Amidst ongoing controversy surrounding the federal health care laws, Florida has opted to take its own approach on a mandated insurance marketplace. The law requires that all states have a working health insurance exchange in place by 2014. The exchanges are meant to be an online insurance marketplace where consumers can find affordable policies. Florida stood in opposition for the federal health care law since it was passed in 2010, and state legislators have expressed their discontent for the exchange initiative in the past. Now, the state is attempting to build a program that will be independent from the federal law.
Florida’s insurance marketplace is being built to cater to small businesses more than individuals and families. The reason for this is to encourage employers to continue offering health care benefits despite the rising cost of such policies. The program will be comprised of both public and private insurance companies that will receive support from the state Legislature. Florida is only the third state to build an independent insurance marketplace.
Florida’s program will only be open to small employers, which is likely to run afoul of new federal regulations that are putting more emphasis on consumer satisfaction.
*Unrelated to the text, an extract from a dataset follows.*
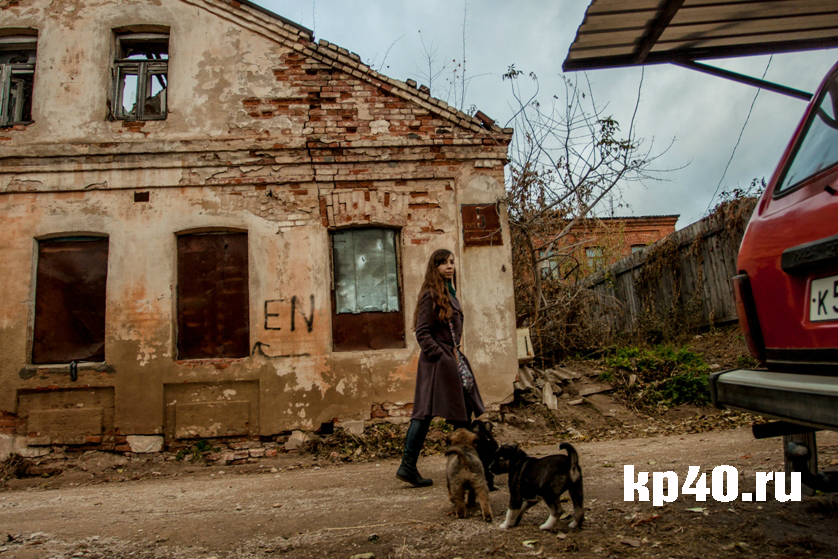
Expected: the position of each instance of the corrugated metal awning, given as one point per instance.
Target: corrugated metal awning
(634, 32)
Furthermore, state insurance regulators will be imposing a number of fines on policies sold through the independent exchange as a way of ensuring its financial longevity. These fines will add to the overall price of insurance, making policies written in the state more expensive than those written elsewhere.
The federal government is not likely to accommodate Florida’s exchange program in lieu of their own and the state is still tasked with building a program that aligns with the governments regulations.